Once again, Cairo was under siege with tear gas and rubber bullets. The “Friday of Rage” was, in many ways, a return to the revolutionary spirit that saw a country throw off the yoke of dictatorship in January 2011.
Across the world, people were watching the events unfold in Egypt, where anger had supplanted any apathy that many had thought had crept into the Egyptian psyche. In many ways, the determination that was across Tahrir and the frontlines on Friday, were a remembrance of the 18 days that saw Egyptians band together and force from power Hosni Mubarak, who had ruled the country for over three decades.
“I am not going anywhere. We will stay until we have change. Egypt will not be a dictatorship again,” said one protester to another as we stood near the protesters, many of whom were struggling for breath after having faced the latest wave of tear gas.
The tens of thousands of Egyptians, who joined others in Tahrir Square and the nearby streets, are angry and frustrated. Listening to the protesters, it became apparent that this was not the same as previous clashes. There was a fierce and stalwart conviction in their eyes that President Mursi had taken too much power and as one protester told me, “must not be allowed to be the next Mubarak.”
All of Friday’s events, its violence and police brutality – let us not forget that a police force should be the one to protect citizens, not attack them – stemmed from Mursi decree the night before, when he ostensibly put himself above the rule of law in Egypt, granting himself arguably equal, or more power, than his predecessors; the military and Mubarak.
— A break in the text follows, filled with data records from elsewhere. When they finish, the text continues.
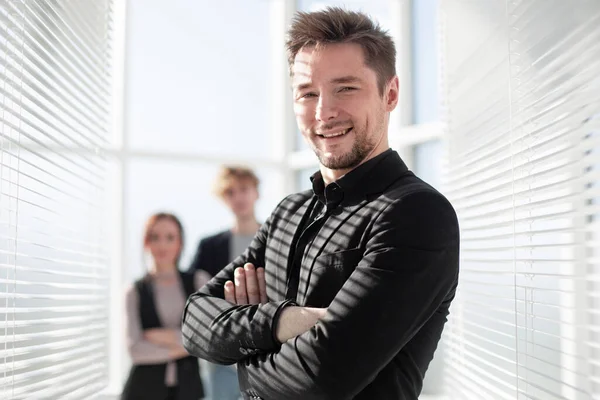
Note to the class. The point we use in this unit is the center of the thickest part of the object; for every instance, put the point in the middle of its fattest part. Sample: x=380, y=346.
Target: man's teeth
x=337, y=133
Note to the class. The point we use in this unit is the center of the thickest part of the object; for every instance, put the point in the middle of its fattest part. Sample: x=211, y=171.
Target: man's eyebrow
x=303, y=86
x=346, y=79
x=343, y=79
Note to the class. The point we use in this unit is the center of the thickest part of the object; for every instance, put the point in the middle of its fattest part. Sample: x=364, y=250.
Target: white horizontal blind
x=521, y=94
x=54, y=97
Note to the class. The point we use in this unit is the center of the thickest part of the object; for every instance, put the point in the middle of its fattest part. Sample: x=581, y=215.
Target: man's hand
x=163, y=337
x=294, y=321
x=250, y=286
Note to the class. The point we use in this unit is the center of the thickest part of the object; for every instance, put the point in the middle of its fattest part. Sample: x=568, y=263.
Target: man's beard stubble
x=360, y=150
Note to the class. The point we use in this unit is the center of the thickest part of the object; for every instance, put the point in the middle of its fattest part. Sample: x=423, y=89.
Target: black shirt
x=325, y=202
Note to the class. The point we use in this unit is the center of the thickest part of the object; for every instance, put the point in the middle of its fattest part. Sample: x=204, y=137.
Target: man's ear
x=392, y=93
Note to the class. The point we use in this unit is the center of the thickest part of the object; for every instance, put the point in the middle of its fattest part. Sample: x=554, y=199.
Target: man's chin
x=346, y=161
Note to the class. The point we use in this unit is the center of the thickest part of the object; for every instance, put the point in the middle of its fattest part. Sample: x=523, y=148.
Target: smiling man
x=344, y=291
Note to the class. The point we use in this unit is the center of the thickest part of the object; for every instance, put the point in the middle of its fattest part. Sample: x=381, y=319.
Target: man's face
x=240, y=196
x=338, y=107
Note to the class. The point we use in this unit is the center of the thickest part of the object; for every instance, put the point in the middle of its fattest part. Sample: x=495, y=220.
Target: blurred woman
x=162, y=369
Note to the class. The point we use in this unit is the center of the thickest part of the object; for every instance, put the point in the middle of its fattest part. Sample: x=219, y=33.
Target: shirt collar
x=371, y=176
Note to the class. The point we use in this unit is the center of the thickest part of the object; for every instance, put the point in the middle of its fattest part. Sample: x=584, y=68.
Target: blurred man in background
x=237, y=187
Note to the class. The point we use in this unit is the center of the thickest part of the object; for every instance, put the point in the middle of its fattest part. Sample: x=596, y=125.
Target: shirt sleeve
x=225, y=333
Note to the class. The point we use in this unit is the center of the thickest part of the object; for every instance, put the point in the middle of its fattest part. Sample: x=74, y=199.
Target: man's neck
x=246, y=226
x=332, y=175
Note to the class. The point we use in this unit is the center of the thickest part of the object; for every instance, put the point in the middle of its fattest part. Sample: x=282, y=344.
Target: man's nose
x=326, y=109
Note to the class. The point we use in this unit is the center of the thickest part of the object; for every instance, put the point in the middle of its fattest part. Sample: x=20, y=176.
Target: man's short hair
x=337, y=25
x=231, y=173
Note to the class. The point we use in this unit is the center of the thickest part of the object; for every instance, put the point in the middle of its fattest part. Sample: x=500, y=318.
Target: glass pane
x=427, y=161
x=186, y=190
x=198, y=76
x=303, y=178
x=425, y=61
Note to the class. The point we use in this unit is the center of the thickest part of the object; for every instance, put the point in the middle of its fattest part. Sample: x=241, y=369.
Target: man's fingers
x=229, y=292
x=251, y=284
x=239, y=278
x=262, y=284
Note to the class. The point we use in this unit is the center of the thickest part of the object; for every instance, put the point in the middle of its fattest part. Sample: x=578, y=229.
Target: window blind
x=521, y=104
x=55, y=111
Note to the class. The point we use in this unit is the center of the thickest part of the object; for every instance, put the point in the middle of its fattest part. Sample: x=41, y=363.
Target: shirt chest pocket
x=328, y=275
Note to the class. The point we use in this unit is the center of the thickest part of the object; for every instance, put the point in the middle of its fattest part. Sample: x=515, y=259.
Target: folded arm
x=151, y=346
x=408, y=270
x=223, y=332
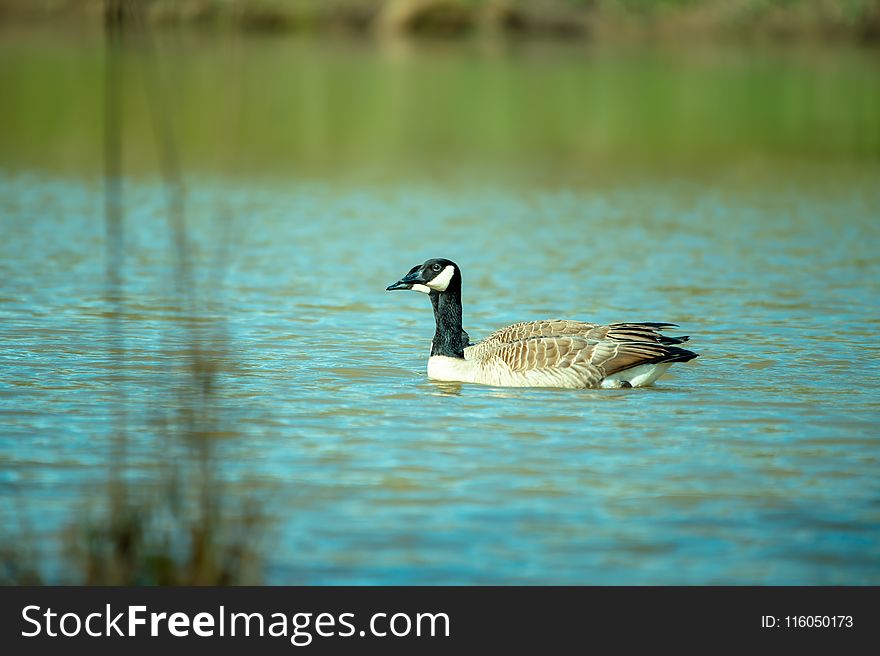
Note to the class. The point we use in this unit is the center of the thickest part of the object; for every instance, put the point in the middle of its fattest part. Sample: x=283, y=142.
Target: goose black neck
x=448, y=337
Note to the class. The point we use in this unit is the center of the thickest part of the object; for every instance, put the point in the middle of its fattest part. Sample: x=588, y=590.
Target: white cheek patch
x=441, y=281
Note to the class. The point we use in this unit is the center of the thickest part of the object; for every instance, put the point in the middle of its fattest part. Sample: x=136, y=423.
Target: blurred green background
x=204, y=383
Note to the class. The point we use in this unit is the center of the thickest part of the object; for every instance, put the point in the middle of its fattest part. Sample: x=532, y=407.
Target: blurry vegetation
x=569, y=18
x=182, y=526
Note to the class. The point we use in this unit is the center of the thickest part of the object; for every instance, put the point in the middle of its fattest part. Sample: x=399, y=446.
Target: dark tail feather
x=675, y=354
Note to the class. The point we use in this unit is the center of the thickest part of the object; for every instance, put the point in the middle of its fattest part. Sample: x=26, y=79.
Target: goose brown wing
x=593, y=360
x=648, y=332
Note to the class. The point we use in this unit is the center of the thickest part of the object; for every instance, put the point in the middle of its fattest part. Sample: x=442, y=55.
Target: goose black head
x=435, y=275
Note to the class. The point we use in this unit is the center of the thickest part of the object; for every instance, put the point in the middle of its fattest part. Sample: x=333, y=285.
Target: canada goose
x=550, y=353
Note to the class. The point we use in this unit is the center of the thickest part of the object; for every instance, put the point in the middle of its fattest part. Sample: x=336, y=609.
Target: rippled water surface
x=756, y=463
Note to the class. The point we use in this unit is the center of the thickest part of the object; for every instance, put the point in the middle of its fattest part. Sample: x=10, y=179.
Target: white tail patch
x=441, y=280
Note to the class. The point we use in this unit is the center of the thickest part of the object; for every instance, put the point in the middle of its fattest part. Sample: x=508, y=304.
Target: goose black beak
x=400, y=284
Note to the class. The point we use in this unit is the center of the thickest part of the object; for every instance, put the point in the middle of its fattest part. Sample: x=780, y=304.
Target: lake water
x=755, y=463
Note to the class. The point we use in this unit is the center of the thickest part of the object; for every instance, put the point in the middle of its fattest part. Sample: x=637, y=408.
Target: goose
x=545, y=353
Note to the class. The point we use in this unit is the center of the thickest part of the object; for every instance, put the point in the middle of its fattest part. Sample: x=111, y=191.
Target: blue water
x=755, y=463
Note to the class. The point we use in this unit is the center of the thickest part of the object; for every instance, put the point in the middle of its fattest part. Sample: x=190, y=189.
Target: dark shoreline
x=853, y=20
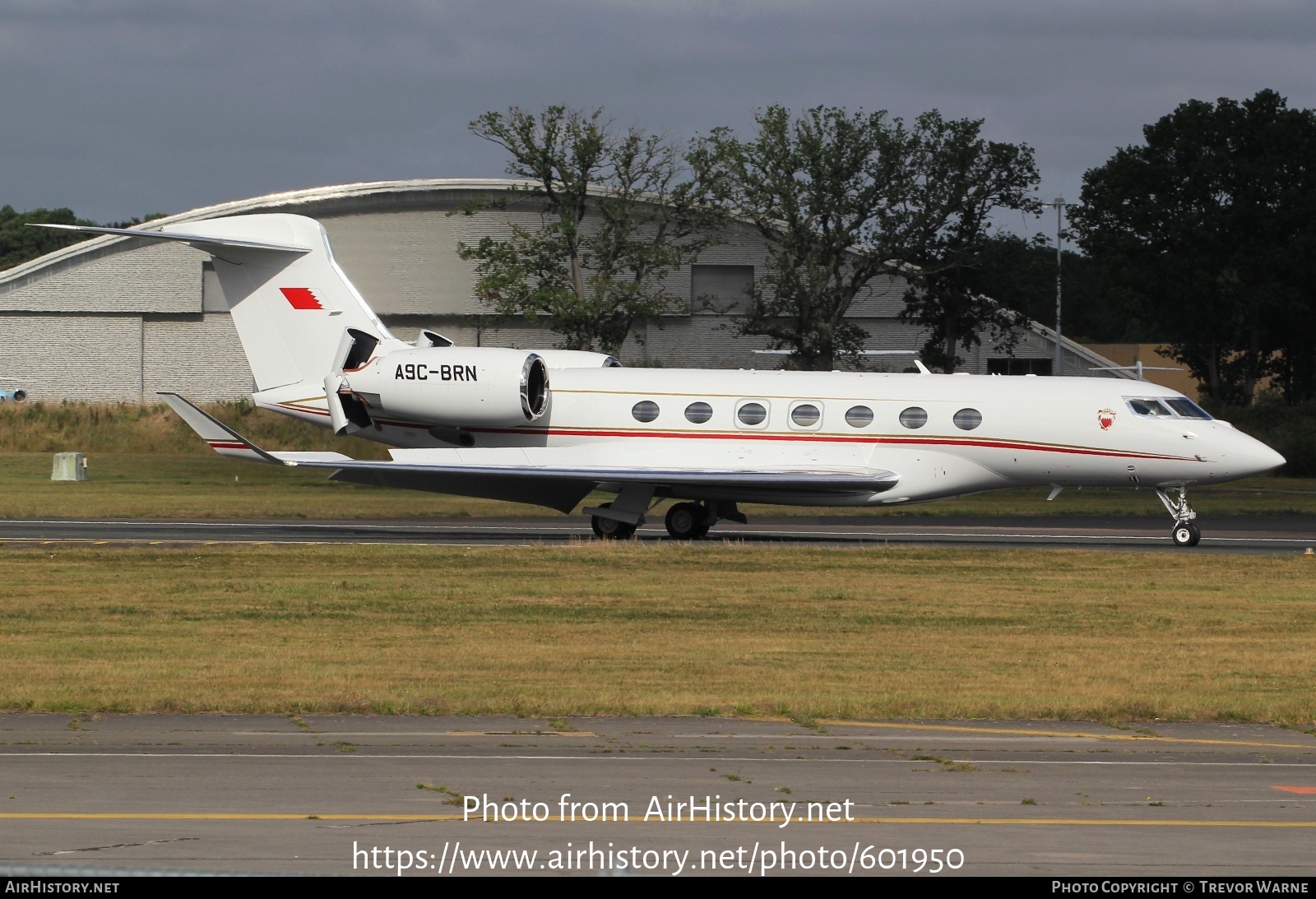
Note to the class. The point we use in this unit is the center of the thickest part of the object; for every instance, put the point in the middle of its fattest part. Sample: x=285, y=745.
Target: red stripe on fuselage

As I sit at home, a stone’s throw from the frontline, the smell and burning of tear gas has entered our flat. We hear the resounding boom after boom of each canister being fired at the protesters.
For hours, we watched and snapped photos of what was unfolding on Egypt’s streets. It was hard not to be inspired by the young Egyptians who were risking their lives to protect those who are demanding change in the square behind them. They are, in many ways, ensuring a massacre of civilians does not take place.
Right now, past midnight on Friday night, one has to wonder what happens next. Is this the beginning of what could very well be known as the Nov. 23 Revolution? Potentially. Unlike any other time since the January uprising, there is a unity in Tahrir, one that has seen groups band together to show they will not go quietly into the night. They have spoken, with their feet and their voices: Morsi must not overstep his democratic boundaries.
The future of Egypt is teetering on chaos, but anyone who walked through Tahrir and Qasr el-Aini Street on Friday could not be anything but amazed once again at the Egyptian spirit and desire for freedom, justice and democracy.
(Joseph Mayton is Editor-in-chief of Bikyamasr.com. @jmayton)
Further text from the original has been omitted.